Connection, rather than tests or pharmaceuticals, is sometimes the most therapeutic thing we can offer someone in the Emergency Department. In our fast-paced, loud, microcosm of the world, we have the privilege of treating the underserved, the dying, and the frightened. Yet by virtue of sheer numbers, an end-sum game of limited time and resources, our evaluations are inherently limited. Subtleties are missed, errors are made, and occasionally people suffer as a result. Perhaps the best defense we have against this is the therapeutic relationship we create with our patients, allowing us to get to the heart of the problem more efficiently.
In the most diverse city in the world, speaking Polish has been the decisive factor in my forming that relationship with multiple patients. I have found that by communicating with the patient in their primary language, as the physician and not through an interpreter, I am better equipped to recognize subtle differences in presentation that guide nuanced management decisions – when to do less, when to do more, and how to identify the fundamental issue that brought that person to our ED that day.

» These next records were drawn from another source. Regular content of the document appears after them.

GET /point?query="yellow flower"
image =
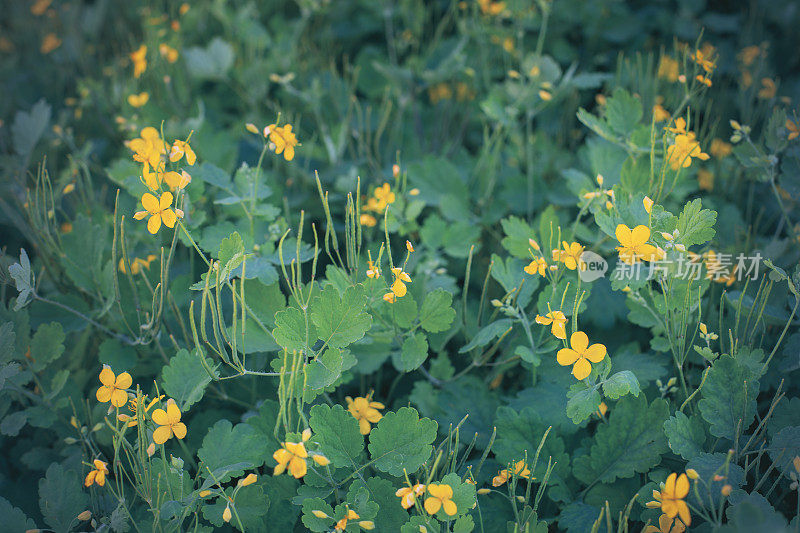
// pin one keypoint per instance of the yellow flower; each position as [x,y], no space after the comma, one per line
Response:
[181,148]
[148,148]
[768,89]
[400,279]
[705,179]
[580,354]
[177,181]
[50,43]
[720,148]
[139,58]
[365,411]
[570,255]
[440,497]
[666,525]
[670,498]
[520,469]
[114,386]
[558,321]
[169,423]
[138,100]
[158,209]
[367,220]
[794,130]
[168,53]
[680,153]
[98,475]
[668,69]
[284,140]
[292,456]
[537,266]
[408,495]
[634,244]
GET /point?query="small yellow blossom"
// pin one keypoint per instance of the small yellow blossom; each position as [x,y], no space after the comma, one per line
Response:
[537,266]
[284,140]
[634,245]
[520,469]
[668,69]
[440,497]
[666,525]
[557,321]
[400,279]
[169,423]
[139,58]
[168,53]
[158,209]
[580,354]
[365,411]
[138,100]
[98,475]
[114,386]
[408,495]
[670,498]
[50,43]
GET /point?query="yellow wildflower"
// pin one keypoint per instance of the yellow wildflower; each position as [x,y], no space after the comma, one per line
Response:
[557,321]
[440,497]
[158,209]
[668,69]
[580,354]
[537,266]
[365,412]
[408,495]
[138,100]
[98,475]
[400,279]
[139,58]
[169,423]
[114,386]
[50,43]
[634,244]
[284,140]
[670,498]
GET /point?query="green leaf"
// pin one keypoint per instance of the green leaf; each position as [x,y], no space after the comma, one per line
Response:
[488,333]
[47,345]
[28,128]
[325,369]
[631,442]
[231,254]
[729,397]
[623,112]
[251,506]
[229,450]
[517,234]
[437,313]
[414,352]
[14,519]
[336,432]
[61,497]
[620,384]
[401,441]
[685,435]
[341,320]
[290,329]
[518,437]
[185,378]
[695,224]
[582,403]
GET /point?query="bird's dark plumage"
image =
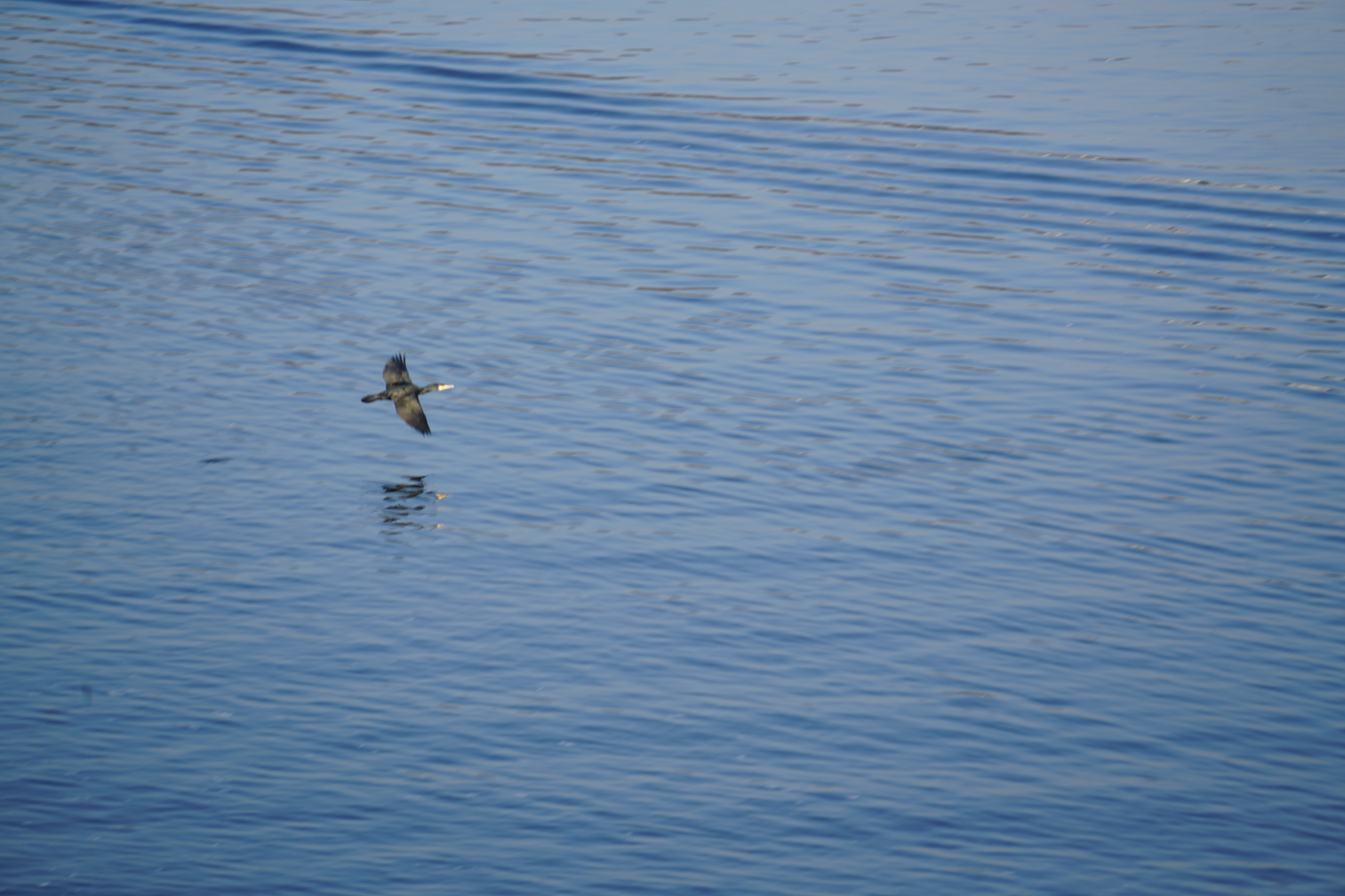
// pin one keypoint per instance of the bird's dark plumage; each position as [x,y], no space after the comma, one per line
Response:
[405,394]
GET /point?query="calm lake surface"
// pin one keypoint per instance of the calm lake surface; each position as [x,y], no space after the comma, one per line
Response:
[893,449]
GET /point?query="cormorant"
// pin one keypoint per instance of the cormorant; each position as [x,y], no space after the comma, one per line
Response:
[405,394]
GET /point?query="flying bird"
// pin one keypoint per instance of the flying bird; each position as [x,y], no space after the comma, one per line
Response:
[405,394]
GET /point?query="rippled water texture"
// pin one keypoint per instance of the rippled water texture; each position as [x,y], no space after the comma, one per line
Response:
[894,450]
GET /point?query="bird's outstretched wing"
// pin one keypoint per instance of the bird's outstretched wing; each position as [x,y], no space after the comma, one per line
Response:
[409,409]
[395,372]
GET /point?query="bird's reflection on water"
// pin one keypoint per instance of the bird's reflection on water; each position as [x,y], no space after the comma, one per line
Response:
[405,503]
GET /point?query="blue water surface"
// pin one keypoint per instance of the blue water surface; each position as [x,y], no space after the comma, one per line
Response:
[893,450]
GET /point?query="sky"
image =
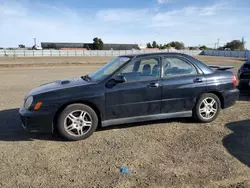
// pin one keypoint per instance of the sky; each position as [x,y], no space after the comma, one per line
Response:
[194,22]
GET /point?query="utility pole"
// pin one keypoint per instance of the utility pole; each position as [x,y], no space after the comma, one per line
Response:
[243,43]
[34,41]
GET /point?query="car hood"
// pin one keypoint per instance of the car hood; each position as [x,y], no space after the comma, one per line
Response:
[59,84]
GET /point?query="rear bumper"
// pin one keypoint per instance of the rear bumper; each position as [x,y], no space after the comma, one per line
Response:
[230,97]
[244,86]
[36,121]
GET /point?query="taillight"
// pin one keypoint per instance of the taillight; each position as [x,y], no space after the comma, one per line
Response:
[234,80]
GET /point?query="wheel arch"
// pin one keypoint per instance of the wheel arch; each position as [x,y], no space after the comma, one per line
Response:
[62,107]
[218,94]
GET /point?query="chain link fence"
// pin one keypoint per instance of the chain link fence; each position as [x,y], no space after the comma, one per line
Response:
[46,53]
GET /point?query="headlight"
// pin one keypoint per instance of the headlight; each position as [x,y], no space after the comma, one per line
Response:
[28,102]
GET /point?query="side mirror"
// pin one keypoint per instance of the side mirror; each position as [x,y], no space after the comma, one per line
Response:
[120,79]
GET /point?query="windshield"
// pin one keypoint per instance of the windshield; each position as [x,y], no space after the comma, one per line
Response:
[108,69]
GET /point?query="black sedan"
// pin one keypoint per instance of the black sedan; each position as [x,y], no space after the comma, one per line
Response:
[130,88]
[244,77]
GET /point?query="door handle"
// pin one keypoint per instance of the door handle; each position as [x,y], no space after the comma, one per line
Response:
[154,85]
[198,80]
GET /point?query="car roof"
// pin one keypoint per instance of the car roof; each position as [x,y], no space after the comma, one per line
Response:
[154,53]
[201,65]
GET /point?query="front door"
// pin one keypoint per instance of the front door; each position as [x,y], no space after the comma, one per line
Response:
[182,84]
[140,95]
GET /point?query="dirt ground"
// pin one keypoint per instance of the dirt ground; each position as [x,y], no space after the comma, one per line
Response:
[170,153]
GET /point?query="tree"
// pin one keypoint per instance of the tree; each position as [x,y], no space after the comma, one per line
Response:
[203,47]
[169,46]
[21,46]
[154,44]
[98,44]
[149,45]
[177,45]
[235,45]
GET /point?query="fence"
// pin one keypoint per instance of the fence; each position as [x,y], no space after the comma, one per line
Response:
[241,54]
[39,53]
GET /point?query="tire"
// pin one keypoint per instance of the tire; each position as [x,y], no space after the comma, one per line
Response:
[202,108]
[77,122]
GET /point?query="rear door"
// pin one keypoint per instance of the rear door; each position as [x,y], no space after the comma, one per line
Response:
[140,95]
[182,82]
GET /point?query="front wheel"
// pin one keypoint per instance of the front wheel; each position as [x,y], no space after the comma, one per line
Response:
[77,122]
[207,108]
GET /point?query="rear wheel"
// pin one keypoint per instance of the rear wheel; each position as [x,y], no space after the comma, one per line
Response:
[207,108]
[77,122]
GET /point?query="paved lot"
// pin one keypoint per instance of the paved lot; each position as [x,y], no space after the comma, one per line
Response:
[170,153]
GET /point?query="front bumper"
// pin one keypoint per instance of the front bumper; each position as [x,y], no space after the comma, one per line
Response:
[36,121]
[230,97]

Although not every physician can speak every language, we should encourage diversity in our providers that mirrors the diversity in our communities and utilize our cultural commonalities for the good of our patients. Speaking the language of the patient makes a frightening, life-threatening situation a little less foreign, and removing that tension allows for clearer insight that could make all the difference in our patients’ lives. Despite my youthful accent and vocabulary, I know that I have impacted lives because of my Polish language skills, and every day I work on my Spanish for that same reason. I don’t deny the wisdom of medical schools in teaching us to be humble about our fluency and cognizant of cultural differences, but perhaps the benefits outweigh the risks in our EM environment. Regardless, I cannot thank my parents enough for encouraging me to learn the language.